EL RINCON DE MOSHE YANAI


Comentando un problema de actualidad

Se puede presumir que no andemos muy lejos de un caso que ha tenido un gran eco mundial. Tal reacción me ha hecho pensar sobre los móviles de ese operativo, que constituye uno de los contados medios de autodefensa que tiene una democracia, ante el irresponsable y sanguinario proceder de quienes nada quieren saber de normas democráticas.
Israel, más que cualquier otro país occidental, tiene que hacer frente al terrorismo. Aunque en teoría no constituye un peligro existencial, sus actos barbáricos crean una situación caótica que afecta severamente el curso de la vida. Tenemos muy amplia experiencia en este campo, y hemos tenido que adoptar medidas muy poco populares, como son la valla de seguridad y los puestos de control, que indudablemente causan problemas a la población palestina. Pero cuando viajo a Jerusalén (y lo hago con mucha frecuencia) en una carretera con cercos protectores a ambos lados, sé que de ese modo tengo la máxima (aunque no completa) seguridad de que podré llegar sano y salvo a mi destino. Confieso que cuando cae la noche, dudo si usarla o preferir la ruta principal, en la que resulta difícil conducir porque siempre está colmada de tráfico.
La lucha contra el terrorismo ha demostrado ser una tarea erizada de problemas irresolubles. El terrorista ataca y se refugia de inmediato entre la población civil. Quienes le persiguen deben contener el fuego, o tratar de liquidarlo sabiendo que afectarán a personas inocentes. Como lo indica su nombre, el atacante obra para causar el mayor terror posible entre la población civil. No tiene reparo alguno y, por lo general, prefiere objetivos civiles. Es más, cuántas más víctimas consiga, considera que mayor será el efecto que obtendrá su “causa”. El ejército regular siempre se ve constreñido por las normas impuestas por una sociedad progresista; el atacante generalmente procede de una sociedad que todavía hace caso omiso de aquéllas.
Las democracias han de defenderse de lo que hoy constituye el mayor peligro para su seguridad. La lucha en Afganistán contra el principal reducto del Talibán es buena prueba de ello. Los efectivos tienen estrictas órdenes de atacar solamente a los guerrilleros; empero, no han sido pocas las víctimas inocentes que cayeron bajo el fuego de las fuerzas aliadas. Estimo que es dudoso si la presente operación terminará con el terrorismo de Al Qaida. Todo lo que se espera es que lo debilite, y que con el tiempo se mengue su sanguinaria trayectoria.
Uno de los principales métodos empleados para luchar contra ese peligro mundial es la disuasión.
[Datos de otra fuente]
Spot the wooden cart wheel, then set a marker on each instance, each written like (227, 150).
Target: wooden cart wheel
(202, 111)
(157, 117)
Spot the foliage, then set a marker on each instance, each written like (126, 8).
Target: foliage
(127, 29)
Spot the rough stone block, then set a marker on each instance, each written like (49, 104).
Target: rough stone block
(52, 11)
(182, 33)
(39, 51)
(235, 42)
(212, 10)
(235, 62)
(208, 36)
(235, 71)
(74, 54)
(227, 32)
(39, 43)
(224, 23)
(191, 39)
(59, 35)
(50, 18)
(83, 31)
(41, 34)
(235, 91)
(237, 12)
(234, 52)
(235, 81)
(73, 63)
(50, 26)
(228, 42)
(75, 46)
Si el terrorista, o el planificador del acto terrorista, sabe que al fin y al cabo le alcanzará la larga mano de su opositor, es posible que desista de su propósito. El Occidente ha recurrido no pocas veces a ese temperamento, aunque sabe que en teoría las normas que debe cumplir se lo impiden. De lo contrario, se anticipa una avalancha de protestas y repudios. Por eso el operativo debe realizarse con el mayor secreto posible, y sus autores deben conservar la máxima discreción.
Un ejemplo clásico es el caso Eichmann. Israel hubiera querido traerlo a ese país por una orden judicial. Pero sabiendo que ello era imposible, y que de hacerlo el archicriminal no tardaría en encontrar otra guarida en donde refugiarse, tuvo que obrar como lo hizo. En teoría habría violado ciertas normas; en la práctica habría obrado para hacer justicia. Aunque Buenos Aires protestara con tanta violencia, es evidente que quienes así lo hacían pensaban en su fuero interno que Jerusalén no había tenido otro remedio. Los crímenes del acusado eran de tal magnitud, que se justificaba plenamente el método adoptado. Ese despiadado individuo tenía que ser juzgado, y para traerlo no quedaba otro recurso.
De modo que tengo la osadía de calmar un tanto la ansiedad de algunas esferas, que ven en lo ocurrido una trasgresión de las leyes. Lo puede ser en teoría, en la práctica es hacer justicia en el pleno sentido de la palabra.